Botulism is only a threat for uncooked foods and by uncooked I mean not brought up to a temperature high enough and for long enough to kill the bacteria and destroy the toxins. I'm pretty sure the latter is the most important.

Also I might be wrong here but I'm pretty sure the deal with casing is really that it restricts oxygen which creates the right environment for the toxin to be produced. Either way cooking makes it kosher from everything I know.
Quote:
Originally Posted by Okie Sawbones View Post
Use cure and you don't have to worry. Nitrites prevent the transformation of C. botulinum spores into toxins. It is almost like applying a vaccine to eliminate a disease. By curing meats with nitrites, we protect ourselves from possibly contracting a deadly disease. Nitrites are cheap, commonly available, and completely safe in amounts recommended by the Food and Drug Administration. So why not use them?
The above have covered everything I could bring into this conversation.

However I would like to add: Don't confuse cooking sausage in a smoker with cold smoking sausage at low temperatures. The recipes and formulations are completely different because they are stored, cooked, and smoked in distinctive contrasting methods. They also produce two distinctively different products with completely different characteristics of taste, texture and color.

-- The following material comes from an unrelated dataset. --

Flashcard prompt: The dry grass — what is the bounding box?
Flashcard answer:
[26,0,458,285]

The difference is as plain and simple as comparing smoking a pork butt for pulled pork to a cured smoked ham, completely different in all aspects.

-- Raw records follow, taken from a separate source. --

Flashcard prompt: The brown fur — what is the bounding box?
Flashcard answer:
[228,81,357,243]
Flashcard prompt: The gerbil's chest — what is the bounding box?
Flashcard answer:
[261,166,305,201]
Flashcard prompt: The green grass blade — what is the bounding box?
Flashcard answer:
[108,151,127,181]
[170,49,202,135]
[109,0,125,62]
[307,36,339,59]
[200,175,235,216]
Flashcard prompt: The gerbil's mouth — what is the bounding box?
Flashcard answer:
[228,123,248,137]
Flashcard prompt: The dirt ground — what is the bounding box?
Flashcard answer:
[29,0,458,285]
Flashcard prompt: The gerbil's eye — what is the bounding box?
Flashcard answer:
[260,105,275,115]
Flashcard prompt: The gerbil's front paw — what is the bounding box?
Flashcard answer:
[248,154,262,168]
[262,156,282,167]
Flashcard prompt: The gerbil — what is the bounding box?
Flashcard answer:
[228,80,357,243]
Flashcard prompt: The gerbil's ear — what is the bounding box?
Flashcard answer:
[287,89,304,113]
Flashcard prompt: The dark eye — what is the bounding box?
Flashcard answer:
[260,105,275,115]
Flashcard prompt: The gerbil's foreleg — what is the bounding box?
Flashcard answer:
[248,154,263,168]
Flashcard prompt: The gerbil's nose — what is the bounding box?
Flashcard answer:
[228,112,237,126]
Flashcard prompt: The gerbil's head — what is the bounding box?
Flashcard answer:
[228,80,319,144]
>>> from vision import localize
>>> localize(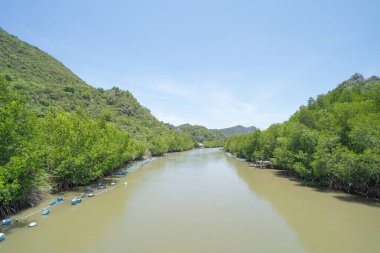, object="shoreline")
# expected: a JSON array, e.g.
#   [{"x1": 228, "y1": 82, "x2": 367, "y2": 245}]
[
  {"x1": 225, "y1": 151, "x2": 380, "y2": 202},
  {"x1": 0, "y1": 156, "x2": 157, "y2": 220}
]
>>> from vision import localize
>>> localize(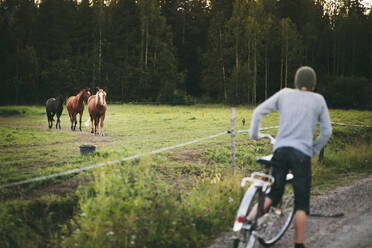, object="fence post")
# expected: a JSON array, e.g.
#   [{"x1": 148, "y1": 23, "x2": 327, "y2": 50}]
[
  {"x1": 230, "y1": 108, "x2": 235, "y2": 174},
  {"x1": 318, "y1": 146, "x2": 325, "y2": 164}
]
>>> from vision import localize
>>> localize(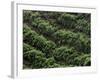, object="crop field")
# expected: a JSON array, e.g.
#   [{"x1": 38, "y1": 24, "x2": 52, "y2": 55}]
[{"x1": 23, "y1": 10, "x2": 91, "y2": 69}]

If you are smoking sausage at normal cooking temperatures in the smoker, (probably the case with Franklin's video, Texas Sausage) you are cooking the sausage at a safe cooking temperature killing the bacteria.

If you are smoking at a low temperature for a long period of time, this is when you enter the danger zone. Smoking at low temperatures creates a warm, moist, humid environment, and the smoke displaces the oxygen, creating the perfect host for the bacteria to grow (danger zone temperature, humidity, and void of oxygen).

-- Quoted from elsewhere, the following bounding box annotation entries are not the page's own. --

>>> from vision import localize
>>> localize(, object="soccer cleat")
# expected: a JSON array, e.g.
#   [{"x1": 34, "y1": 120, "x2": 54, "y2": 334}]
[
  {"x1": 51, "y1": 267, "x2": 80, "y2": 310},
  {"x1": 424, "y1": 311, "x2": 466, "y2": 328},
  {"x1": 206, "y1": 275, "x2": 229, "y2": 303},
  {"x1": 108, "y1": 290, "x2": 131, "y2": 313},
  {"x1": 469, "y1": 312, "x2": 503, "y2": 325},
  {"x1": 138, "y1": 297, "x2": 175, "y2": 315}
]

The nitrite you add for curing and cold smoking prevents bacteria from growing while you keep it for an extended period of time in the refrigerator, and then smoke it in the temperature "danger zone" for another extended period of time. But as Michael Ruhlman says in the article, they're not bad for you, so why risk it? When used properly, the cure simply dissipates into a gas and there are is no sodium nitrite remaining in the final cured product.

There has been and always will be debate on the use of nitrites and nitrates in curing meat. Some will argue that only salt it is needed as a curing agent. They argue that "mankind has cured meats for centuries without the use of these additives." This statement is only partially true, because mankind did not intentionally add the nitrites when curing, they were natural formations of nitrites. It is also impossible to tell how many people in these centuries actually died from food poisoning because of the extended incubation time of these lethal bacteria. Today we have the medical technology to diagnose and treat food-borne illnesses, as unpleasant and painful as they may be, it is necessary to take precautions to avoid and prevent these food-borne illnesses.